Interesting theory, Jim.
 
Hi, Jim,

Let's look at Cooper's philosophy more closely: He says aimed fire is the best form of training; probably true.

We use the sights in trainong, which helps evaluate the errors that occur in presentation, breath control, trigger manipulation and stance.

Once these are understood and developed into a skill, through practice & repetiion, use of the sights is moot.:cool: Except at longer ranges, of course; no one seems to be claiming proficiency in point shooting at 50 yards.
 
So--was VanGogh a good point-shooter? What about Michaelangelo?

I learned point-shoot by reading a Cooper book and can generally get 5 rounds into a 4" square (center-mass-centric) on a silhouette at 10 yards.

Have taught point-shoot to one young fellow who never before had fired a 9mm semi (he used my H&K USP.) He put 4 rounds into a 4" square (as above.) He was quite impressed with himself. All I told him was to crouch slightly, line up the pistol using his index finger, then death-grip the pistol, stiffen the elbow and wrist, focus 'until his eyes bled' on the target, raise the pistol, and when it broke his line of sight, fire IMMEDIATELY.

Will try teaching the technique to son-in-law who is pretty good with rifle and shotgun but not well-versed with pistol and see what happens.

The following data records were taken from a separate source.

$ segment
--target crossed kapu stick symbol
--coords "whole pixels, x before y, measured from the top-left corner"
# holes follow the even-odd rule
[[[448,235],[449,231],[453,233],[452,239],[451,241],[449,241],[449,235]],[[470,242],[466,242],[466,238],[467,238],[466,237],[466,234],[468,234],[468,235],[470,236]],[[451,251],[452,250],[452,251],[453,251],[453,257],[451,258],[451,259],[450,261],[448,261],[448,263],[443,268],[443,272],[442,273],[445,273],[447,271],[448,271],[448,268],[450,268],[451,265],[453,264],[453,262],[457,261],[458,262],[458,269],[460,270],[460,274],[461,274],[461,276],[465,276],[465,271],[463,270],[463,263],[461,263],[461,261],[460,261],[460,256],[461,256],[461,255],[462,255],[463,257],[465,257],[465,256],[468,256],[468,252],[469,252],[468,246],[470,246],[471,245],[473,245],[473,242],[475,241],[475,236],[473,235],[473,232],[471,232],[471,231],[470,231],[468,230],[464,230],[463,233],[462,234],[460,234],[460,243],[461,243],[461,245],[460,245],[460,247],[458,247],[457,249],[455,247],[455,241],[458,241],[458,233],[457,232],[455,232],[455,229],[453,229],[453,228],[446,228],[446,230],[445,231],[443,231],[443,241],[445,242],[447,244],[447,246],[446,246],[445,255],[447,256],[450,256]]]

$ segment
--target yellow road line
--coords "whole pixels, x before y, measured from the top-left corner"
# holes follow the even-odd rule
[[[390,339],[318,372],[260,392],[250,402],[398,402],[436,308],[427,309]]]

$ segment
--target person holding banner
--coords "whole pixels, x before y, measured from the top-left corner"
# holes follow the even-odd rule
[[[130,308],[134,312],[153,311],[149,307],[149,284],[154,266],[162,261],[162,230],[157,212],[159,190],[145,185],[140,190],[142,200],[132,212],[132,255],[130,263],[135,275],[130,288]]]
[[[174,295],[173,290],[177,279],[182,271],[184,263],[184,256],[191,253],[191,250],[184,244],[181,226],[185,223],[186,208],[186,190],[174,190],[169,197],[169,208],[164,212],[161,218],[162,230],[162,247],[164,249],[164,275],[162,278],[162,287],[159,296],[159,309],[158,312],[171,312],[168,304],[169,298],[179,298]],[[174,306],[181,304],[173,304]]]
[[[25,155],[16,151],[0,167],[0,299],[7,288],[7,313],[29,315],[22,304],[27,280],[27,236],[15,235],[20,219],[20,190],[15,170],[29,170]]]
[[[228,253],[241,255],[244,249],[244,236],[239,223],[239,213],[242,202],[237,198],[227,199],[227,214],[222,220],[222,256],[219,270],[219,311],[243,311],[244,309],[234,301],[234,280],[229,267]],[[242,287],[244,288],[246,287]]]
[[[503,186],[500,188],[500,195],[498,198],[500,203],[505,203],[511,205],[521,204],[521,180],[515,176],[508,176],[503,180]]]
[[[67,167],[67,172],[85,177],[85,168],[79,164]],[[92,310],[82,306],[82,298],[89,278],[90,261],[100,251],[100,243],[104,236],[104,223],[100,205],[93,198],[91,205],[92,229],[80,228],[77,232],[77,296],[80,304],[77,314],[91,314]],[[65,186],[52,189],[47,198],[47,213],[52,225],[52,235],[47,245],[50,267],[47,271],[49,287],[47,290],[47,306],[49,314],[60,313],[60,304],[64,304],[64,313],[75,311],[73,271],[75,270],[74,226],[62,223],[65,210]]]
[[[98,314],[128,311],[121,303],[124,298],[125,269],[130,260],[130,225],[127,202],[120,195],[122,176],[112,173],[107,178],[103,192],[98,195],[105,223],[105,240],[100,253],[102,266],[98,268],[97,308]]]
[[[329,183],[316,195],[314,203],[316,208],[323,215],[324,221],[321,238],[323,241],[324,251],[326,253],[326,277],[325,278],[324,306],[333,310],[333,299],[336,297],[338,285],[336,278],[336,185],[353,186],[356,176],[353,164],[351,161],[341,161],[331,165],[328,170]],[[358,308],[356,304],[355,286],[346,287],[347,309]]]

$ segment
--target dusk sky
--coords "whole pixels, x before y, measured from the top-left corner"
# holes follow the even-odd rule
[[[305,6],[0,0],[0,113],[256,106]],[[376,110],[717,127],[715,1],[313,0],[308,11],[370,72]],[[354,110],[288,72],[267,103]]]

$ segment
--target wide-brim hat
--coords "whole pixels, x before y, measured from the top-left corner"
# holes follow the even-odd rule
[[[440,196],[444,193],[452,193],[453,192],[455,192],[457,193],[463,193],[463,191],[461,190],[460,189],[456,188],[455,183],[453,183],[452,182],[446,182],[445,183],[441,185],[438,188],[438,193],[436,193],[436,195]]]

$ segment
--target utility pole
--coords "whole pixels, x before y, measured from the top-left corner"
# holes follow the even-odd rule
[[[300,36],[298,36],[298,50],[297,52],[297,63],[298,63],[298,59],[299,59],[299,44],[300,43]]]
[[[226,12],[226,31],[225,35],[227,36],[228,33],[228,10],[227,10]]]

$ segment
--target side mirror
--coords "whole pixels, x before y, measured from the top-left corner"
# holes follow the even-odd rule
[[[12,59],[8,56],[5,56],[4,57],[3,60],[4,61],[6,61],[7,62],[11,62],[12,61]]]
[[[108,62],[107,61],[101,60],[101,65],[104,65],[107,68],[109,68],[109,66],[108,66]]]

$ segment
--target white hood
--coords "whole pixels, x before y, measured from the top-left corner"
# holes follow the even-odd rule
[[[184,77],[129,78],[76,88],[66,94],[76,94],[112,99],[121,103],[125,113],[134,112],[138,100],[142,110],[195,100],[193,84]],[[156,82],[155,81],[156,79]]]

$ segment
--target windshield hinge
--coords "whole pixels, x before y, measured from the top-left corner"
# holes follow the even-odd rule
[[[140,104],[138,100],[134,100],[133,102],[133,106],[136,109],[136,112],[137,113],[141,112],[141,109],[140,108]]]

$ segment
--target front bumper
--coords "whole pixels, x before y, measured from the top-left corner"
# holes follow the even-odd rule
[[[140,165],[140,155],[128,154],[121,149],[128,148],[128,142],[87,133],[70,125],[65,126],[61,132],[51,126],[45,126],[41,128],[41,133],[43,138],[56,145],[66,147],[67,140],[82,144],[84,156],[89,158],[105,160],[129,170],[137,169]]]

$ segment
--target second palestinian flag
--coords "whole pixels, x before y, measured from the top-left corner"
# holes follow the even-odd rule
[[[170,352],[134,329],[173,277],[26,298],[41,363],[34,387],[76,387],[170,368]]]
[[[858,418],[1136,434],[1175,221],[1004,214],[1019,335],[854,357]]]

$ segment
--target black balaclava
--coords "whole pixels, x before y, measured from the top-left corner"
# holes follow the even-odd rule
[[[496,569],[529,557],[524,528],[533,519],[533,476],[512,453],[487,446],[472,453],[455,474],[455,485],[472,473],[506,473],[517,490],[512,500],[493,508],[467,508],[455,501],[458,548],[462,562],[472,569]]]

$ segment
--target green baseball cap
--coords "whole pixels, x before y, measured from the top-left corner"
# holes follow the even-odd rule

Cooper may be right that there are only so many point-shooters--but the technique is so simple, as long as one focuses on the target with great concentration----

Well, we'll see what happens with son-in-law. If he can't do it, then maybe Cooper's right.
 
My sketching is not good ..... just adequate .. sorta thing as an engineer that will succeed in ''gettin the message over''!

My point shooting is also ''adequate'' ... not remarkable but ..... dangerous to stand in the way!!:p

I do believe there is a factor here ... which can be both ''natural'' and also ''aquired'' ...... the keyword is ''proprioceptive''.

This is linked to the positional detectors we have in muscles .... bit like close your eyes and stand still .... your proprioceptors can tell when a muscle is on stretch as you begin to sway . and so help accomodate a compensatory reaction from opposing muscles.

Point shooting is IMO all the better when the proprioceptive feedback mechanism is honed .. mostly thru practice ..... but some people do seem to have it made ... with no effort!! Some may also call it 'muscle memory'.
 
Clearly, there was something physically *different* about Brice that can't translate well into something "normal people" can do.

I think your on to something there. I saw an ancient tape of legendary speed shooter Ed Mcgiven (sp??).

I swear the guy had the worst form I've ever seen in my life! Any R/O nowdays would have thrown him off the line during his record breaking feats for being a threat to others safety. He was off balance to begin with and was actually stumbling forward as his last shots were being fired.

Bad as it looked it was good enough to take home world records for him...

PS Have to work hard to be even a decent point shot and can't sketch worth a darn...
 
Mr March - thinking anywhere along the lines of the Left / Right Hemisphere Creative / Analytical argument? Spatial relationships? Interesting.

"I can point-shoot reasonably well (without massive training), and freehand sketch at least adequately."
Guess all that time in art school could pay off some day after all.